Desde el inicio de su producción literaria con Los gallinazos sin plumas publicado en Lima en 1955, sus protagonistas de cuentos y novelas son los marginados, los excluidos y abandonados. Personajes sin brillo, postergados por la vida, desalentados y apáticos, condenados al fracaso sin que nadie ni nada pueda impedirlo. Toda la obra de Ribeyro está impregnada de este pesimismo y del escepticismo neorrealista urbano de la Generación del 50. Década que representó profundos cambios signados por una liberación económica que produjo una migración masiva del campo a la ciudad y el incremento de zonas marginales, llamadas Pueblos Jóvenes, que se multiplicaron en los arenales que circundan Lima. Para Washington Delgado, la Generación del 50, “trataba de reflejar la nueva realidad peruana mediante agudas incisiones psicológicas o por el uso de novedosísimas técnicas literarias como el monólogo interior, los diálogos superpuestos, los avances y retrocesos en el tiempo y la variedad de puntos de vista en la narración (Delgado, 1996:115).

Su extensa obra cuentística está recopilada en cuatro volúmenes titulada La palabra del mudo (1973-1977), la más importante, “sobre todo sus tres primeros tomos teniendo como cima creadora el tercero, con cuentos que brillan entre los mejores de Hispanoamérica: “Silvio en El Rosedal”, “La juventud en la otra ribera”, “Tristes querellas en la vieja quinta”, etc.” (González Vigil, 1992); Prosas apátridas (1975); La caza sutil (1976), colección de veintiún  artículos publicados en El Comercio; Dichos de Luder (1989); un diario titulado La tentación del fracaso (1992).Dos piezas de teatro: Santiago el pajarero (1958) y Atusparia (1981).
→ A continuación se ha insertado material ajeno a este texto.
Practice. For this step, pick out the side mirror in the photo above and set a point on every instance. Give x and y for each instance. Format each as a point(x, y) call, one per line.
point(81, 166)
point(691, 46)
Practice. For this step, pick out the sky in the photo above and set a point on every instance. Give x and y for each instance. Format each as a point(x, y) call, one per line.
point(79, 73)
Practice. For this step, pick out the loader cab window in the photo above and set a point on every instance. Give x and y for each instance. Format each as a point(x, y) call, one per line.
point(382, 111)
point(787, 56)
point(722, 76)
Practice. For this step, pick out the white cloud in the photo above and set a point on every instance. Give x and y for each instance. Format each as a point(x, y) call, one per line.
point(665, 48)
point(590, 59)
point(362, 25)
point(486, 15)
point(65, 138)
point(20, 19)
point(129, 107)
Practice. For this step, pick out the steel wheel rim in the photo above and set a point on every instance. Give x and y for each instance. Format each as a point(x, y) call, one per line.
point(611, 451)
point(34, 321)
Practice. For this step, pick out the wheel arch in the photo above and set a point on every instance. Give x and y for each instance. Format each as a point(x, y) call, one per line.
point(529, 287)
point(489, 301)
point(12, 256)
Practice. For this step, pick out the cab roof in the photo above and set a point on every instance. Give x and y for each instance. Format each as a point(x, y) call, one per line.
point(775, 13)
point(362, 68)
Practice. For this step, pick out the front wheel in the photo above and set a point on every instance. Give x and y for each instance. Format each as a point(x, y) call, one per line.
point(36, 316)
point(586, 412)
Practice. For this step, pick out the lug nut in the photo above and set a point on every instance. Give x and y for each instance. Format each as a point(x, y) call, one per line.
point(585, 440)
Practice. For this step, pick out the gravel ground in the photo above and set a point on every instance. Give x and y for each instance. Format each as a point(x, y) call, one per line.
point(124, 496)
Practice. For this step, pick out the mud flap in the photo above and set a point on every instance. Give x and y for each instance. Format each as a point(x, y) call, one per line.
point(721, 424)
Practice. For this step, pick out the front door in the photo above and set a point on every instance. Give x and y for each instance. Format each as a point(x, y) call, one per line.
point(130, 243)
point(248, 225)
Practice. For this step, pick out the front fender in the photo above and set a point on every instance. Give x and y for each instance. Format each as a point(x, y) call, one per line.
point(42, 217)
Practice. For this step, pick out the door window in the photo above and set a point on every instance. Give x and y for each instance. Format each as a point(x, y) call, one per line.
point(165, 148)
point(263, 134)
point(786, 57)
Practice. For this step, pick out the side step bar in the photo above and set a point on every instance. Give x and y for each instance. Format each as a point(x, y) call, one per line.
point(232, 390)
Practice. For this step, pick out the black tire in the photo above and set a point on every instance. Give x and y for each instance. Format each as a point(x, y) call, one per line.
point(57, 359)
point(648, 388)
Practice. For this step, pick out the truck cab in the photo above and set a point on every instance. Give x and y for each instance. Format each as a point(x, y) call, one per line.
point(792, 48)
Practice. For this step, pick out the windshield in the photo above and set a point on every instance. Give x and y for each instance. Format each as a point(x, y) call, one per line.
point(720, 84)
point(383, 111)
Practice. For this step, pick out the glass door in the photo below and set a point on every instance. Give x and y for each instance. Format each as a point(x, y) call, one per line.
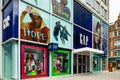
point(80, 63)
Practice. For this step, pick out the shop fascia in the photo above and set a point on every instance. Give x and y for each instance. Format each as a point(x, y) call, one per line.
point(84, 39)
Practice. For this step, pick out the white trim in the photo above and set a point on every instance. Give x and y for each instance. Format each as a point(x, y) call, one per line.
point(88, 49)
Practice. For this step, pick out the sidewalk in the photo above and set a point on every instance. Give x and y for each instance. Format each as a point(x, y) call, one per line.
point(91, 76)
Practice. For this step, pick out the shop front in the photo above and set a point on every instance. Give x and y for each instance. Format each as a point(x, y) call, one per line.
point(61, 60)
point(86, 60)
point(34, 61)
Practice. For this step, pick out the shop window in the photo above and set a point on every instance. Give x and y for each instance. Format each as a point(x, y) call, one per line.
point(119, 25)
point(34, 61)
point(115, 33)
point(34, 24)
point(10, 66)
point(40, 3)
point(60, 63)
point(58, 9)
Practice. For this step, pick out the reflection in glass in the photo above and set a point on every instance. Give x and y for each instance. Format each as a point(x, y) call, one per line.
point(60, 62)
point(95, 63)
point(34, 62)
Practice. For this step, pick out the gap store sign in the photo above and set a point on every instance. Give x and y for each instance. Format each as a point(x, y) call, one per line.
point(82, 38)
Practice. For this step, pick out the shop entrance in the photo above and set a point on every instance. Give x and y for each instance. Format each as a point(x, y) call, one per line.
point(81, 62)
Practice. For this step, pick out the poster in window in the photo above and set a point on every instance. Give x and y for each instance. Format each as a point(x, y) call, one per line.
point(84, 19)
point(34, 61)
point(97, 29)
point(34, 24)
point(105, 30)
point(60, 62)
point(105, 47)
point(40, 3)
point(61, 32)
point(62, 8)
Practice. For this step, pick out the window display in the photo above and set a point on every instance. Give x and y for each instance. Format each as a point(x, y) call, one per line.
point(60, 63)
point(61, 32)
point(33, 61)
point(32, 24)
point(62, 8)
point(95, 63)
point(40, 3)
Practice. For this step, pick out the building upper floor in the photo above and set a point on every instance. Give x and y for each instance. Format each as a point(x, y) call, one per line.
point(98, 7)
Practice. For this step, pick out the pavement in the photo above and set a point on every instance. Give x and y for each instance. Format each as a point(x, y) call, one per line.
point(90, 76)
point(104, 75)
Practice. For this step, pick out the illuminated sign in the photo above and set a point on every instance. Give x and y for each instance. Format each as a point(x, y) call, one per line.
point(84, 39)
point(6, 22)
point(81, 38)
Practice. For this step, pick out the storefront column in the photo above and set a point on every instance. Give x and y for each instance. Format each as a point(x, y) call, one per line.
point(15, 59)
point(72, 63)
point(50, 63)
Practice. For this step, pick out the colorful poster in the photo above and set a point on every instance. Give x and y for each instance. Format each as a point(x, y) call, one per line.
point(10, 21)
point(98, 33)
point(40, 3)
point(61, 32)
point(34, 61)
point(82, 16)
point(62, 8)
point(105, 30)
point(82, 38)
point(34, 24)
point(105, 47)
point(60, 62)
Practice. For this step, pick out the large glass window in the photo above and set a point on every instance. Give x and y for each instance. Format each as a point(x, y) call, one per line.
point(61, 32)
point(34, 61)
point(10, 56)
point(117, 52)
point(84, 18)
point(115, 33)
point(117, 43)
point(60, 62)
point(40, 3)
point(96, 63)
point(34, 24)
point(62, 8)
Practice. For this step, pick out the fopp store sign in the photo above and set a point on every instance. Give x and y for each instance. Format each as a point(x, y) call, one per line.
point(10, 21)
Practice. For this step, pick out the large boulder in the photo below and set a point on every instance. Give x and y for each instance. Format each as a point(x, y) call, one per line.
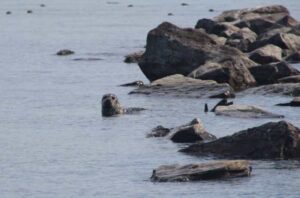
point(273, 140)
point(180, 86)
point(245, 111)
point(194, 172)
point(269, 74)
point(267, 54)
point(173, 50)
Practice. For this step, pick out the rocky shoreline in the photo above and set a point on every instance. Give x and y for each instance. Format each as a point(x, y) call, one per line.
point(245, 51)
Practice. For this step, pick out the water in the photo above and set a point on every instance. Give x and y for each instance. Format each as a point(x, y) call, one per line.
point(53, 140)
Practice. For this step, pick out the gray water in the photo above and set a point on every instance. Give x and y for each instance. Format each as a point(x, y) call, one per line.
point(53, 140)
Completan su obra tres novelas que funcionan como un macrocosmos de la realidad peruana de entonces: Crónica de San Gabriel (1960), Los geniecillos dominicales (1965) y Cambio de guardia (1976).   

Los personajes de La palabra del mudo conforman un mundo complejo cuya realidad en rápida transformación no puede ser comprendida y solo queda la desesperanza, la marginalidad y el fracaso. Es entonces que el escritor le restituye la voz al mudo para así contar lo que la gente calla o no quiere decir. Gente común y corriente que tiene nombres comunes y corrientes que Ribeyro utiliza para aludir a sus rasgos esenciales. Plácido Huamán, nos sugiere un pacífico profesor limeño en “La juventud en la otra ribera”; “Silvio en El Rosedal” indica las iniciales SER que el personaje encuentra en el rosedal de la hacienda. “Nombres no tan evidentes pero con bastante poder de sugerencia en cuanto a la idiosincrasia de sus dueños son también, “Memo García” para el mediocre solterón y “Doña Francisca viuda de Morales” para la solitaria y obesa anciana. “Diego Santos de Molina” para el aristocrático hispanista” (Cabrejos, 1981: 79).
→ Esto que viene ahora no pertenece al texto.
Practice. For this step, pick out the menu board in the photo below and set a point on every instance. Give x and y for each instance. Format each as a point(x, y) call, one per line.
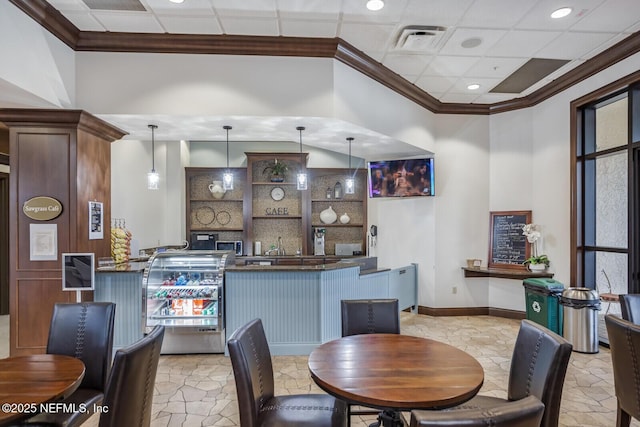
point(508, 247)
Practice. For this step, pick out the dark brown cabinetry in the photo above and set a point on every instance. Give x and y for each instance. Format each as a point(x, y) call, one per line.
point(62, 154)
point(261, 210)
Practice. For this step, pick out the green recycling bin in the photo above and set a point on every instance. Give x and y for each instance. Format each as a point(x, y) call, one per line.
point(542, 297)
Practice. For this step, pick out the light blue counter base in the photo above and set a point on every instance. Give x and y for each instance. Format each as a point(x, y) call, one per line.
point(301, 309)
point(124, 289)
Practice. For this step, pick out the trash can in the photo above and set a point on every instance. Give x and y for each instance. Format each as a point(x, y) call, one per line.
point(542, 299)
point(580, 311)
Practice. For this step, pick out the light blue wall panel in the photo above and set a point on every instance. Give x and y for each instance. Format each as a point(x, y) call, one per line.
point(125, 289)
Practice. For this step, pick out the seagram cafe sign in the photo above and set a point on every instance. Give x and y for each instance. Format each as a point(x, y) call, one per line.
point(42, 208)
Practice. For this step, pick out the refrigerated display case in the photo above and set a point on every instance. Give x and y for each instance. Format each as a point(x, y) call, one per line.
point(184, 290)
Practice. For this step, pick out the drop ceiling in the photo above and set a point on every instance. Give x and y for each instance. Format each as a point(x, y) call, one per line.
point(478, 41)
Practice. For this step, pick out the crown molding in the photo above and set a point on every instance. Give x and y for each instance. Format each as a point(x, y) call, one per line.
point(336, 48)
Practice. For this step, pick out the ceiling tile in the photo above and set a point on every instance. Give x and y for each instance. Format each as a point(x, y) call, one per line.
point(436, 12)
point(135, 22)
point(207, 24)
point(459, 98)
point(486, 85)
point(253, 8)
point(522, 43)
point(85, 21)
point(493, 67)
point(612, 15)
point(299, 28)
point(249, 26)
point(65, 5)
point(367, 36)
point(309, 9)
point(491, 98)
point(488, 38)
point(573, 45)
point(406, 64)
point(435, 84)
point(450, 65)
point(539, 17)
point(495, 13)
point(190, 7)
point(356, 11)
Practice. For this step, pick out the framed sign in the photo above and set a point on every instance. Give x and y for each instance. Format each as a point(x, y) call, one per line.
point(508, 247)
point(95, 221)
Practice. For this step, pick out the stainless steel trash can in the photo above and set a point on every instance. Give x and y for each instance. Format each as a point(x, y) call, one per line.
point(580, 318)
Como la mayoría de los escritores de su generación describe Lima, la otrora ciudad de los Reyes convertida en una ciudad desordenada y caótica. “Limeños a los que se les ha desmoronado la ciudad, algunos de ellos habitantes de ‘barrios sin historia’. Individuos solitarios que no se identifican con su oficio, observadores más que minuciosos, que no aceptan y disfrazan sus propios sentimientos. Hombres –pocas veces construye personajes femeninos– que se ven a sí mismos como individuos víctimas del mundo exterior. Generalmente antihéroes” (Carrillo, 1999).
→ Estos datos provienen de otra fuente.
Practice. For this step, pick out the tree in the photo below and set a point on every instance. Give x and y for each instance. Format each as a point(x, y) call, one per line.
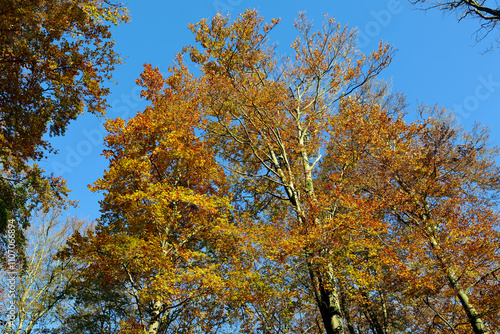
point(166, 236)
point(42, 284)
point(487, 12)
point(55, 57)
point(270, 121)
point(289, 195)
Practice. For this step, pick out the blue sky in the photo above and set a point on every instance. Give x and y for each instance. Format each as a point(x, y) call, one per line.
point(437, 62)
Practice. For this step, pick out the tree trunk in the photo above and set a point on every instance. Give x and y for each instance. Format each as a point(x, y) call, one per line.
point(155, 318)
point(475, 320)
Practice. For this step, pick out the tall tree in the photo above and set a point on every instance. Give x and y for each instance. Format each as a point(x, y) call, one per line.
point(55, 59)
point(270, 121)
point(38, 288)
point(166, 236)
point(293, 196)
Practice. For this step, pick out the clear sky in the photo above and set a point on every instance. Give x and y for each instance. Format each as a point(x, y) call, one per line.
point(437, 62)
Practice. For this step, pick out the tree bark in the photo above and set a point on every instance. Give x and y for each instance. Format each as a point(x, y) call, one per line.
point(155, 318)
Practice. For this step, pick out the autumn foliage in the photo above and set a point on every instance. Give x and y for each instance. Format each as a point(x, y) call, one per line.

“Entre mis personajes no hay triunfadores”, dice en una entrevista Ribeyro. Frase que podría sintetizar su pesimismo y desaliento. Sin embargo, a propósito de la novela de Flaubert: La Educación Sentimental (1868), calificada por Georg Lukács como la “novela psicológica de la desilusión”, Ribeyro dice de Flaubert lo que también podría servir para él mismo: “este descreído que invocaba a Dios en su correspondencia, fue, en realidad, un cúmulo de contradicciones. La última de todas es que en su obra que podría definirse como una teoría del desengaño, pueda deducirse una filosofía de la ilusión” (Ribeyro, 1976: 31). Igualmente, Ribeyro, como él mismo lo señala, no era pesimista: “Yo no me considero realmente un pesimista, - dice - sino como un escéptico optimista. Lo que puede parecer contradictorio. Esta especie, más numerosa de lo que se cree, conserva cierta esperanza secreta de que las cosas tal vez se arreglen” (Ribeyro, 1976: 1449).

Mujeres y desamor 

Aunque Ribeyro le otorga al amor la posibilidad de constituirse en fuente de conocimiento, y compara la relación amorosa con un libro donde se aprende sobre uno sí mismo y el mundo, “una puerta que abre perspectivas que jamás había visto uno” (Coaguila, 1996:72), no hay en su narrativa “una sola historia de amor logrado, quizá porque donde empieza la felicidad termina el cuento. En el mejor de los casos, la relación amorosa adopta la consistencia de un sueño (Pérez, 1999: 69).

Tampoco encontramos personajes femeninos completos, generosos, amables, lúdicos. Son mujeres crueles con quienes se comparte el infierno. Cuando le reprochan a Luder que no se separe de una amiga que lo atormenta, responde: “No puedo. A fuerza de padecerlo nuestro infierno personal se nos vuelve imprescindible”. Y cuando espera pacientemente que su amiga termine los reproches violentos que le hace por un asunto nimio, señala: “Las mujeres serian mas bellas si se dieran cuenta hasta que punto la maldad las afea”.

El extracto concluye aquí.